Preventive Compliance

To be most useful, however, risk assessment should go beyond mere identification of applicable laws and ways they might be violated by an organization's activities. Preventive compliance resources (eg, direct control systems, training, information dissemination, monitoring, auditing) should be deployed according to the results of a systematic search for any areas of organizational activity that present an elevated risk of violations of law, as compared to other areas. How can an organization identify the areas where additional compliance resources should be deployed?

Extraordinary Pressures

Violations of law within organizations often result from extraordinary pressures on performance. To satisfy their superiors, some people under extraordinary pressure may find it convenient, or even necessary, to cheat. Extraordinary pressure can come form many external sources: stock market expectations (leading, eg, to financial manipulations), new government mandates (leading, eg, to cheating by schools on student test results), fierce new competition when a key patent expires or a competitor launches a successful innovation (leading, eg, to bribery of customer purchasing agents or other improper sales practices, or fraud to hasten regulatory approvals for new products), unexpected problems with raw materials or manufacturing (leading, eg, to shipment of defective products). Extraordinary pressure can also come from internal sources: layoffs (which may lower the morale of remaining employees while compelling them to work harder, faster, more productively), budget cuts (which may make compliance more difficult, or even impossible), and higher performance targets (same). Areas where such factors operate may present an elevated risk of violations.

Newness

Newness may elevate compliance risk. New statutes, regulations, public policies, accounting standards, and other regulators of conduct and creators of incentives, and new interpretations of any of them, may not be fully thought through and so may create unnoticed opportunities for improper gain through cheating. An organization's existing systems for preventing and detecting violations may fail to address those opportunities, but adventurous employees may see them and seek to exploit them. New internally generated organizational activities and new ways of conducting ongoing activities also may warrant special attention. A new management team may need special initial help in ensuring compliance.

Structural Changes

Structural changes (eg, mergers, internal reorganizations) may temporarily disrupt established compliance mechanisms, and introduce windows of opportunity for violations that escape previously applicable controls. Acquisitions may bring within the acquirer's responsibility organizations with cultures and programs less conducive to compliance and, therefore, in need of improvement.

Other Areas

Increased risk may be presented by areas of organizational activity that are not internally transparent, eg, areas that are outside the usual controls administered by the law department, the regulatory department, or the internal auditors. Self-contained areas whose activities or profits “no outsider can understand” or “you don't want to know about” obviously warrant attention. The same concern applies to areas whose reported performance is too good to be true, or too good to be lawful.

Although some of the recent financial scandals appear to have resulted from blatant fraud, others appear to have resulted from very complex, sophisticated transactions in areas where the line between acceptable and unacceptable conduct or between merely unacceptable and criminal conduct may be debatable. A risk assessment should seek to identify areas in which such transactions are occurring.

An organization's own compliance history may identify areas warranting special attention. That history may be reflected not only in past governmental enforcement actions and inspection or audit reports, but also in private lawsuits, customer complaints, quality control reports, external and internal audit reports, and other assessments of performance.
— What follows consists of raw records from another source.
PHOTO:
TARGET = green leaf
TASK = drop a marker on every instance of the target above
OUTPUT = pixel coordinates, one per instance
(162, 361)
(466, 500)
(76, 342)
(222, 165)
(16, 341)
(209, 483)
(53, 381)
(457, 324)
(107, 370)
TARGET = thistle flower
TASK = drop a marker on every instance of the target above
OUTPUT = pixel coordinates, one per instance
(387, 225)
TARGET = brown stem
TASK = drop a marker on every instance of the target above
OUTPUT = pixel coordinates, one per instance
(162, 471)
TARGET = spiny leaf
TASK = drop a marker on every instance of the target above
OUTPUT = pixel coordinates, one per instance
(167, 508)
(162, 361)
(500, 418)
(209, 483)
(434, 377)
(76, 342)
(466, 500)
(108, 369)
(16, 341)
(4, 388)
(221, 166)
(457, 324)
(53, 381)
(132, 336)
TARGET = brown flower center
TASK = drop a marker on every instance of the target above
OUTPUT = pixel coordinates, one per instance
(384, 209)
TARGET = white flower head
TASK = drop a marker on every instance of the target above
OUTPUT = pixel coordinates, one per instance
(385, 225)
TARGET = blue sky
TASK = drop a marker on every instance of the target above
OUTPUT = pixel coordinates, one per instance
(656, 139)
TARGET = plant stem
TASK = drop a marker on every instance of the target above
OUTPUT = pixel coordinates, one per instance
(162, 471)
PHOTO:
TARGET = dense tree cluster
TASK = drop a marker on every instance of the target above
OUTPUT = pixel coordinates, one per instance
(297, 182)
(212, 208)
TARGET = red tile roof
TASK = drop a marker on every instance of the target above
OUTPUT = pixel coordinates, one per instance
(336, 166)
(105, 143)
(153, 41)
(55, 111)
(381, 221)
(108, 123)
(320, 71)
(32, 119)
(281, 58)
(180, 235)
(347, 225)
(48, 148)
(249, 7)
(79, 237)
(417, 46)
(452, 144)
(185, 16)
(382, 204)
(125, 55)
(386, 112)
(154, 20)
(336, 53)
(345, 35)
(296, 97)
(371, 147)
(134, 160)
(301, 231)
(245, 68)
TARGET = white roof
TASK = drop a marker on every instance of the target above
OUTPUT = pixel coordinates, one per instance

Increased scrutiny may be warranted in areas whose managers have the reputation of not tolerating bad news from subordinates, of not wanting to know the details of how performance targets are achieved, or of resisting compliance-oriented activities. Such scrutiny may be warranted in areas whose reported level of success is inexplicable, and in areas experiencing unexpected failure to meet goals (because ongoing failure may particularly tempt employees to cheat).

An organization can learn from compliance problems at other organizations with similar activities; and some kinds of activities, eg, financial reporting, are common to all organizations. In view of the power of competition to influence conduct, the occurrence of compliance problems at competitors warrants inquiry as to whether similar problems exist in one's own organization. The prevalence of misconduct in financial reporting — eg, in recognition of revenue from sales, in decisions about the capitalization or expensing of costs — may warrant particular attention to that area.

Non-employees

A risk assessment could also draw on the knowledge of non-employees who perform services for the organization, and thus have acquired some degree of familiarity with its people and operations. As part of a risk assessment, outside auditors, lawyers, consultants, and other advisors, and perhaps even Board members, could be asked to identify, on the basis of their knowledge of the organization, any areas of particular concern with respect to compliance, even if they do not know of, or suspect, any specific wrongdoing.

It also may be prudent to take into account trends in scrutiny and enforcement by the federal and state governments. Increased focus by regulatory or other law enforcement agencies (or congressional committees) on particular subjects or types of violations may warrant a corresponding organizational focus on compliance. It is also true, however, that an area of lax enforcement can suddenly become a top enforcement priority if a disaster or scandal occurs. Indeed, persistent laxness of enforcement may have bred organizational acceptance of violations as a way of life, maintained by competitive pressures.

Pros and Cons

Systematic assessments of compliance risk present their own risks: they may intrude unduly on an organization's personnel and operations, and they may be discoverable in legal proceedings against the organization, and so may be used to harm it. Plainly, the design and conduct of risk assessments should take such risks into account.

An assessment must be sensitive to the legitimate interests of an organization's operational units. Compliance personnel must recognize and accept that compliance is not the organization's mission; rather, it is a constraint on the achievement of that mission. Operational personnel must recognize and accept, however, that the constraint is inescapable. Indeed, reinforcing the recognition and acceptance of inescapable constraints is the overall purpose of an organization's compliance program, of which the risk assessment is a part. Although many incentives support the achievement of the organization's mission, the compliance program is a major countervailing force that must push ahead on its own steam, sometimes in the face of considerable resistance. Therefore, it needs effective support at the highest levels of an organization.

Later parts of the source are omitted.